It has been a very busy beginning of the year for this gardener. ( I have to laugh when people ask “What do you do in the winter?”) Well, in addition to caring for the plants in the Conservatory range, scouting the greenhouses, carrying out our IPM program, writing and taking pictures for the blog, keeping the website updated, getting a required certification, engraving new labels to replace lost or broken ones, and supervising student employees and volunteers, I have a great new opportunity: to take over responsibility for the “Botany Collection”, a wonderful and fascinating group of plants.
The plants are used in the labs for students in BIO 104 (Principles of Biology-Plants), BIO 311 (Plant Structure and Development), and BIO 321 (Plant Diversity). (There are 375 students in BIO 104 alone this semester…wow!) Plants in the collection have been gathered to represent different features like a certain type of flower or a certain type of root. Cactus and succulents, orchids, conifers, aquatic plants, ferns, plants with brightly pigmented leaves, mosses, fruiting plants, vines, many, many flowering plants, and some plants that are just plain curious, are all representatives of groups of plants being studied in Biology and Botany.
Each week, plants are brought in to demonstrate the objective of the lab, whether it is simply “Primary Growth” or something a bit more advanced such as sporophyte development. Occasionally, germinating seeds and seedlings are requested for dissection and study under the microscope (what fun!) I start those here and then bring them over to the lab. It all looks so interesting that I wish I were in class!

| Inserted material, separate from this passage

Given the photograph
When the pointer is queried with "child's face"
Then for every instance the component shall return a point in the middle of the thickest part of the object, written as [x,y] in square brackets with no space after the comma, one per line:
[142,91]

Tomorrow I am off to New England Grows — taking the 6 AM train to Boston. N.E.Grows bills itself as “the Ultimate Horticulture and Green Industry Education and Trade Show” and it is truly gigantic. Immense tree digging machinery and backhoes look like Matchbox cars on the floor of the trade show. My job tomorrow will be to give a very quick slideshow tour of the garden, condensing my usual one hour tour into 5 minutes! Then I am free to attend any educational session, so even though it’s not Biology Lab, I really do get to go to class.